The crystallomancer on duty at the hostel said not a word. Of course she’d heard everything that passed between Pekka and Juhainen, but the secrecy inherent in her craft kept her silent, as it should have done.
When Pekka went upstairs, she went to Fernao’s room, not to her own. “Well?” the Lagoan mage asked.
“Pretty well,” Pekka told him. “Prince Juhainen says he’ll see what he can do.”
“Good,” Fernao said. “If Donalitu and his flunkies will listen to anybody, they’ll listen to one of the Seven Princes of Kuusamo.” His smile, though, had the same wry edge as Juhainen’s had. “Of course, they’re Jelgavans. There’s no guarantee they will listen to anybody.”
“Ordinary Jelgavans aren’t bad. They’re just-people,” Pekka said. “I was up on the beaches of the north there once, on … on holiday.” The holiday had been her honeymoon with Leino. She felt an odd constraint-or maybe it wasn’t so odd-about talking too much with Fernao about her life with her husband.
“Their nobles, though …” Fernao’s chuckle held little mirth. “Most hidebound people in the world, bar none. They make Valmieran nobles look like levelers, and that’s not easy.”
“I hope Prince Juhainen can do something for that poor fellow,” Pekka said. “How terrible, to help his kingdom and end up in a dungeon anyhow.”
“Donalitu and his bully boys root out treason wherever they think they see it,” Fernao replied. “My guess is, they root it out whether it’s really there or not. Sooner or later, they’ll end up breeding real treason that way, whether it would have sprung up without them or not.”
“That makes more sense than what Donalitu’s doing,” Pekka said. “Leino wrote that some Jelgavans were fighting on King Mezentio’s side in spite of what Mezentio’s men were doing to Kaunians. Now that I hear what happened to this Talsu, that makes a little more sense to me.”
“Donalitu is a bad bargain, and nobody could possibly make him better,” Fernao said. “The only thing I would give him is that he’s better than Mezentio.” He sighed. “I’m not altogether sure I’d give King Swemmel even that much. He’s a son of a whore, no doubt about it-but he’s a son of a whore who’s on our side.”
“Any war that puts us on the same side as the Unkerlanters. .” Pekka shook her head. “But the Algarvians really have done worse.”
“So they have.” Fernao didn’t sound any happier about it than Pekka had. “Worse than the Unkerlanters-if that’s not bad, I don’t know what is.” He changed the subject: “Are we going to go ahead with the demonstration out in the Bothnian Ocean?”

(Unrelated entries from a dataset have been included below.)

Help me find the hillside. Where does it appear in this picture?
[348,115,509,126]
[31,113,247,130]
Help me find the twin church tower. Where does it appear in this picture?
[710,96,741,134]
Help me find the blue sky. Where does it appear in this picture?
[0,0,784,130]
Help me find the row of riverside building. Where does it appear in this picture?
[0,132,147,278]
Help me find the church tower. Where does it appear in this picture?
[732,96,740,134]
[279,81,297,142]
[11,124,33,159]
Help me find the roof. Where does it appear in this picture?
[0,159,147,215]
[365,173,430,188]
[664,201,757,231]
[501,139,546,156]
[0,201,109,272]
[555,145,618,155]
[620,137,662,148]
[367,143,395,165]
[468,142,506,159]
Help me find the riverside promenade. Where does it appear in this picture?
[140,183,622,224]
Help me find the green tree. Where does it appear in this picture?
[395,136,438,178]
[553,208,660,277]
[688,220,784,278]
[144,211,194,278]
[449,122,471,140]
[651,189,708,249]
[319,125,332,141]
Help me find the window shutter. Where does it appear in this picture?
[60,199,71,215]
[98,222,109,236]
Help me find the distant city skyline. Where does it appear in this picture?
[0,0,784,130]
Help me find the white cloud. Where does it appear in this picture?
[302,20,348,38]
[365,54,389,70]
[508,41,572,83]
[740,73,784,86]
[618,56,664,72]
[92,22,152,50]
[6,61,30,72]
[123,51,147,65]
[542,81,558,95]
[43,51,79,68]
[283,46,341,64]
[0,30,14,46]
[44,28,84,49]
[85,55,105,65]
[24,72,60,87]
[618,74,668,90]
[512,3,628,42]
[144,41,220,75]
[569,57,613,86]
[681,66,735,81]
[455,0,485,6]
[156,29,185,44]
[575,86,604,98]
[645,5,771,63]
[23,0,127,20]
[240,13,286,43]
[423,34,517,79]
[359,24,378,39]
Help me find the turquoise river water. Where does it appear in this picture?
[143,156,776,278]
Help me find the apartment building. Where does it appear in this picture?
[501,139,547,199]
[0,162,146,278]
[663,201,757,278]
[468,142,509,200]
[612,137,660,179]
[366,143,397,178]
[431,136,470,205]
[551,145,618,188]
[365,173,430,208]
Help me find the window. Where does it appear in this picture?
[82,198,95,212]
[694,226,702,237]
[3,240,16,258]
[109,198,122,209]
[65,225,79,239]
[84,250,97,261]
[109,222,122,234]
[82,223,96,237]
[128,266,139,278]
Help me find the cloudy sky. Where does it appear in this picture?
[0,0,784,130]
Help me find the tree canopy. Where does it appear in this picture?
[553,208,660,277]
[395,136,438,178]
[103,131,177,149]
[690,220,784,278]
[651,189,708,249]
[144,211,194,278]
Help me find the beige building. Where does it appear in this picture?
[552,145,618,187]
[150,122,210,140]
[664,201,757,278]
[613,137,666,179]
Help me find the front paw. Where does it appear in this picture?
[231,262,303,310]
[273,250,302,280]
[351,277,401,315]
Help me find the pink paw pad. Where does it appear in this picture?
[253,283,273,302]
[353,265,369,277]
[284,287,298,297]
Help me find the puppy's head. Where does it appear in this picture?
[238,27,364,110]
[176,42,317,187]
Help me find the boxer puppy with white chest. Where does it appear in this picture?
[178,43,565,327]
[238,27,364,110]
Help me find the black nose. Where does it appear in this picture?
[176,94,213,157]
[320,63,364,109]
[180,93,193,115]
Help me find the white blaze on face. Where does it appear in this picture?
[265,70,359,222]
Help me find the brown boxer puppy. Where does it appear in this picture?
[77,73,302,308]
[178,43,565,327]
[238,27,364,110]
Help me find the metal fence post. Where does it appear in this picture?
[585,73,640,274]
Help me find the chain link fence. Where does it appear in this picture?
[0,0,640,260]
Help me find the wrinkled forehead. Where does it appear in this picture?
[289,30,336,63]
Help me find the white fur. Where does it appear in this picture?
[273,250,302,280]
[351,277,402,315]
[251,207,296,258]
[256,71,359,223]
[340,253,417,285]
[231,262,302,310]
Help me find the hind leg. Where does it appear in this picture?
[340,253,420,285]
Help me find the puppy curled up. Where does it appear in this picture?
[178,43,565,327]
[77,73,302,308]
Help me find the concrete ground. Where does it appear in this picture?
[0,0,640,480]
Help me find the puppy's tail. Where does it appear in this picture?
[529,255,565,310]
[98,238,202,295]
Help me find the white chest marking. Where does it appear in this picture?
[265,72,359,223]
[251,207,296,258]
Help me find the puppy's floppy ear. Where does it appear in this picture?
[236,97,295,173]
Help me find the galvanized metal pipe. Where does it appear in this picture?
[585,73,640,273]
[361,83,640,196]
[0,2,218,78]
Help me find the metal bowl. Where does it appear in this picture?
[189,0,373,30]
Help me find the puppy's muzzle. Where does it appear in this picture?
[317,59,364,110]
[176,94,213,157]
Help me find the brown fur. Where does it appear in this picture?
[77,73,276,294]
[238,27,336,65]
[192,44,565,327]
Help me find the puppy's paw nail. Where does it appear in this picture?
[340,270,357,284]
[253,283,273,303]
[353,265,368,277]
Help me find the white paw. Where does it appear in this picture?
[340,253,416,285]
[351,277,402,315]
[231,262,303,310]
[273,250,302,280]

“We certainly are,” Pekka said, also relieved to talk about something else. “That needs doing, wouldn’t you say?”
“If it works, certainly. If it doesn’t. .” Fernao shrugged. “Well, it’s certainly worth trying, the same as getting this what’s-his-name-”
“Talsu,” Pekka said.
“Talsu,” the Lagoan mage echoed. “Getting him out of the dungeon. The demonstration’s a little more important, though.”
“I should hope so,” Pekka exclaimed. “If the demonstration does what we want it to, it might even end this war.” The very words tasted strange to her. The Derlavaian War had gone on for almost six years (though Kuusamo had been in the fight for only a little more than half that time): long enough for death and devastation and disaster to seem normal, and everything else an aberration. It had cost Pekka as much as she’d feared in her worst nightmares, and, a couple of times, all but cost her life.
“When the war is over. .” Fernao didn’t sound as if he really believed in the possibility, either. “May it be soon, that’s all-and may we never have another one.”
“Powers above, make that so!” Pekka said. “Another war, starting from the beginning with everything we’ve learned during this one? With whatever else we learn afterwards, too? I don’t think there’d be anything left of the world once we got through.”
“You’re probably right,” Fernao said. “And do you know what else? If we’re stupid enough to fight another war after everything we’ve seen these past few years, we don’t deserve to live: the whole human race, I mean.”
“I don’t know that I’d go quite so far.” But then Pekka thought about it for a little while. Deliberately inflict these horrors again, with the example of the Derlavaian War still green in memory? She sighed. “On the other hand, I don’t know that I wouldn’t, either.”
Hajjaj stepped into the crystallomancers’ chamber down the hall from the foreign ministry offices in the royal palace. The crystallomancer on duty sprang to his feet and bowed. “Good day, your Excellency,” he said.
“Good day, Kawar,” Hajjaj replied. The crystallomancer beamed. Hajjaj had long since learned how important knowing and recalling the names of underlings could be. He went on, “What is the latest word from the south?”
“That depends on whose emanations you’re listening to, your Excellency,” Kawar said.
“I wouldn’t have expected anything else,” the Zuwayzi foreign minister said. “Give me both sides, if you’d be so kind, and I expect I’ll be able to sort them out for myself.”